Meski masih terlalu dini menyatakan bahwa Juventus yang merepresentasikan Seria A telah bangkit dari masa silamnya selepas Calciopoli, tapi setidaknya angan-angan bangkitnya sepak bola Italia mulai terasa.
Saat undian atau sebelum undian fase perempatfinal Liga Champions, jelas baik suporter maupun Juventus itu sendiri, dalam hati kecilnya menghendaki bertemu lawan yang kualitasnya ada di bawahnya atau paling tidak seimbang. Setidaknya klub seperti Bayern Munchen, Real Madrid, Barcelona, Atletico Madrid maunya tidak menjadi lawan Paulo Dybala dan kawan-kawan.
Tapi nyatanya Juventus justru bertemu tim Catalan, Barcelona. Kenangan pahit final Liga Champions 2015 di Berlin jelas membuat Juventus ngeri sekaligus termotivasi untuk balas dendam.
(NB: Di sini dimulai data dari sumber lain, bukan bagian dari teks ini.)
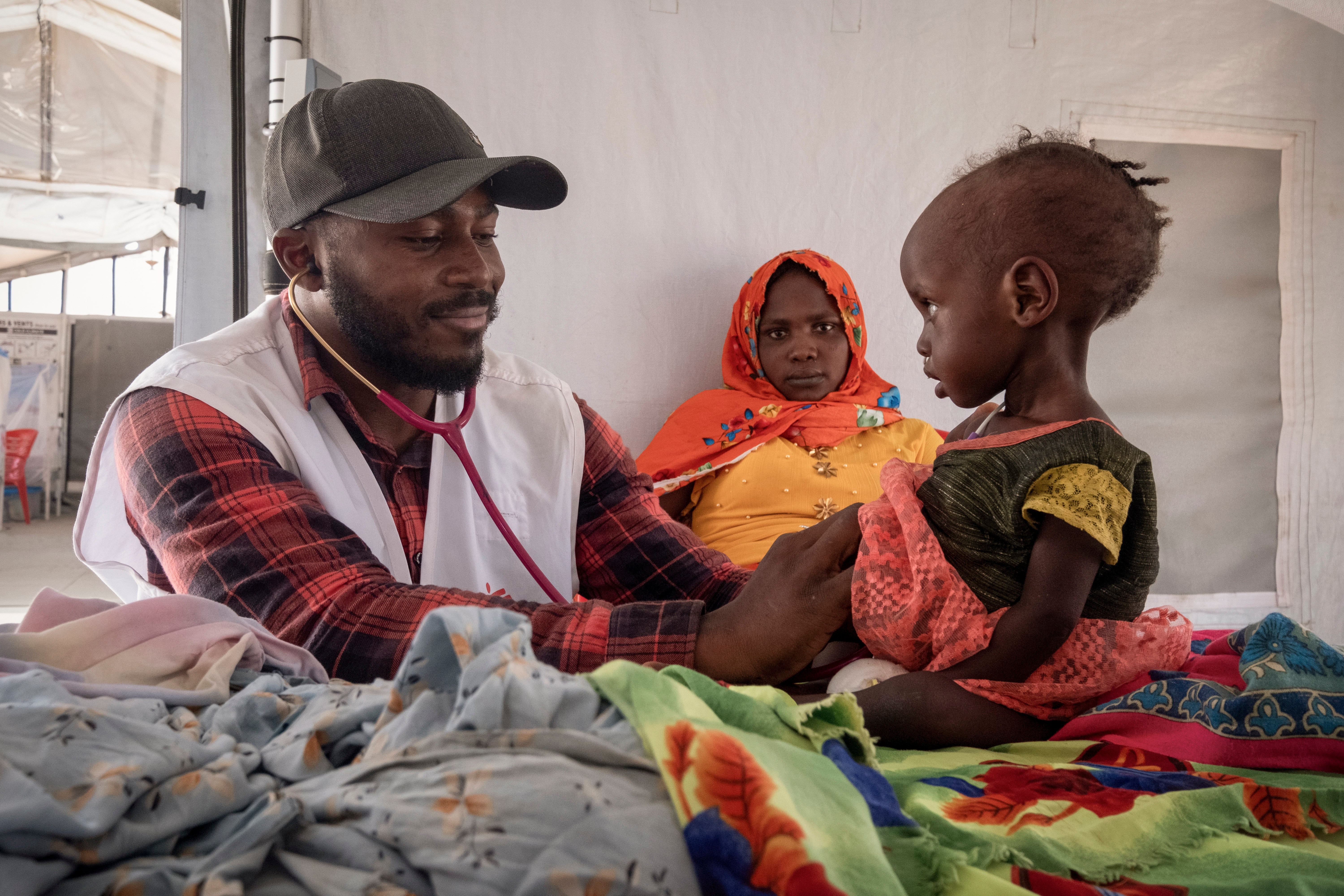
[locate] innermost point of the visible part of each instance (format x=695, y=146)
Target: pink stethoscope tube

Ternyata Juventus benar-benar menyingkirkan Barcelona sebagai pelampiasan balas dendam dengan keunggulan agregat 3-0.
Juve pun kembali ke semifinal Liga Champions yang terakhir kali dirasakannya pada 2015 lalu. Mengingat, pada edisi Liga Champions tahun berikutnya atau tahun lalu tepatnya, Juventus disingkirkan oleh Bayern Munchen dengan pahit dan dramatis.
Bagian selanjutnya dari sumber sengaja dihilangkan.